You would be hard pressed to find a more practical book in the New Testament to preach than James. It is the gospel in shoe leather. There are many valuable resources available on James that every preacher should consider consulting. Most of the list below consists of commentaries divided into three sections: exegetical, expositional, and devotional. Two short sections on “special studies” and “sermons” are also listed. With each bibliographical reference, I provide brief annotations on each volume as to its approach to the text and why it would be helpful to preachers. These sometimes include comments by other scholars on the work as well.
Blomberg, Craig and Mariam Kamell. James. Zondervan Exegetical Commentary. Grand Rapids: Zondervan, 2008. (Solid exegesis, theology, and application will benefit all preachers. Strong on the structure of James.)
Davids, Peter. James. New International Greek Text Commentary. Grand Rapids: Eerdmans, 1982. (Strong exegetical treatment; extensive discussion of theology, and pays attention to the literary structure and flow of argument. Concern for theology and pastoral issues make it useful for teaching and preaching. – David Bauer)
Martin, Ralph. James. Word Biblical Commentary. Waco: Word, 1988. (Strong and accurate exegetical analysis informed by Martin’s extensive knowledge of the literature ancient and modern. Denies James’ authorship and argues his disciples arranged sayings of James into this letter. “A masterpiece of condensed learning” – D. A. Carson. A good, solid treatment that would benefit serious scholar/pastors.)
Mayor, Joseph. The Epistle of St. James: The Greek Text with Introduction and Comments. 2nd ed. Grand Rapids: Baker, 1978 [2nd edition 1892]. (One of the top technical commentaries on James every produced. Over 500 pages, with 260 of those dealing with introductory material. This will be too much and too difficult for pastors without knowledge of Greek. Mayor was Professor of Classics at Kings College, London and then honorary fellow of St. John’s College, Cambridge.)

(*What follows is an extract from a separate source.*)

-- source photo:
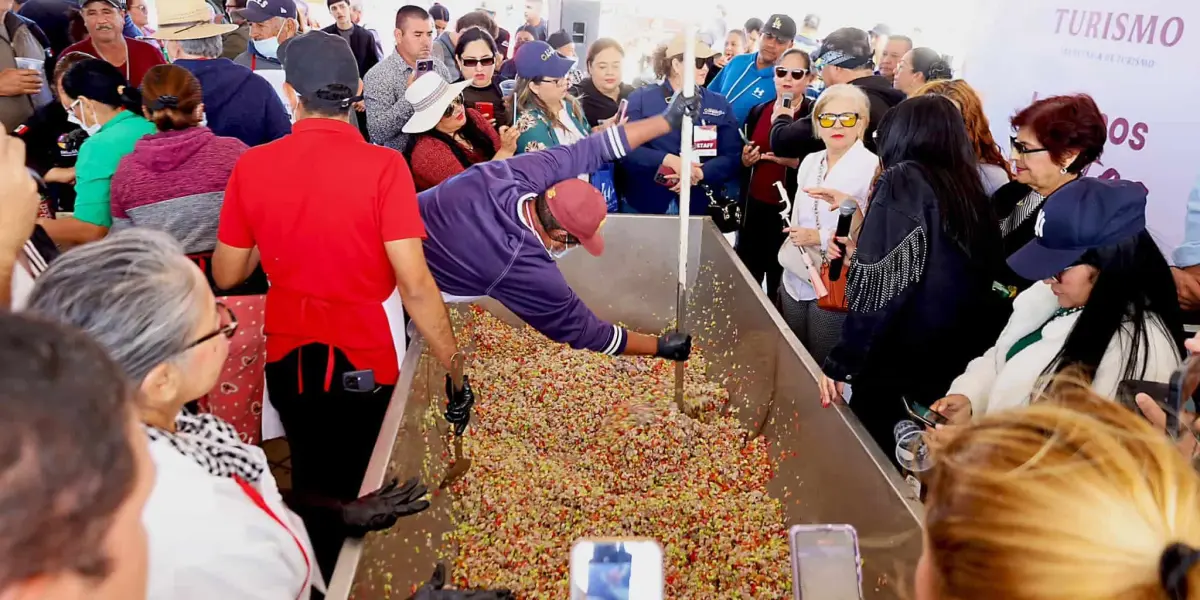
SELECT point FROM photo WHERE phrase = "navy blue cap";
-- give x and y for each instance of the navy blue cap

McCartney, Dan. James. Baker Exegetical Commentary on the New Testament. Grand Rapids: Baker, 2009. (“Contains rigorous exegesis and carefully worded and probing theological reflection” – Carson. I consider the Baker Exegetical series top notch for preachers.)
Vlachos, Chris. James: Exegetical Guide to the Greek New Testament. Nashville: B&H Academic, 2013. (Pastors will find this volume, and all in this series, very helpful in their exegetical spadework for sermon preparation. Carson calls it a stellar volume, containing information on important exegetical options. Don’t miss the homiletical hints as well.)
Greenlee, J. Harold. Exegetical Summary of James. Dallas: SIL International, 1993. (Greenlee was a well-known Greek scholar who worked primarily in the area of textual criticism. He was the secretary of the committee for the UBS 3rd edition Greek New Testament. This series is published by the Summer Institute of Linguistics division of Wycliffe Bible Translators. Greenlee surveys numerous key commentaries and Greek lexicons and then summarizes the information under the headings lexical, syntactical, and semantic relationships. The latter is especially valuable to understand the underlying discourse structure of the text. An unbelievable time saver, but should not be used to short circuit commentaries. Exegetical questions are asked and answered in a clear, concise manner. Extremely valuable. Every preacher should own all the volumes in the series. Highly recommended.)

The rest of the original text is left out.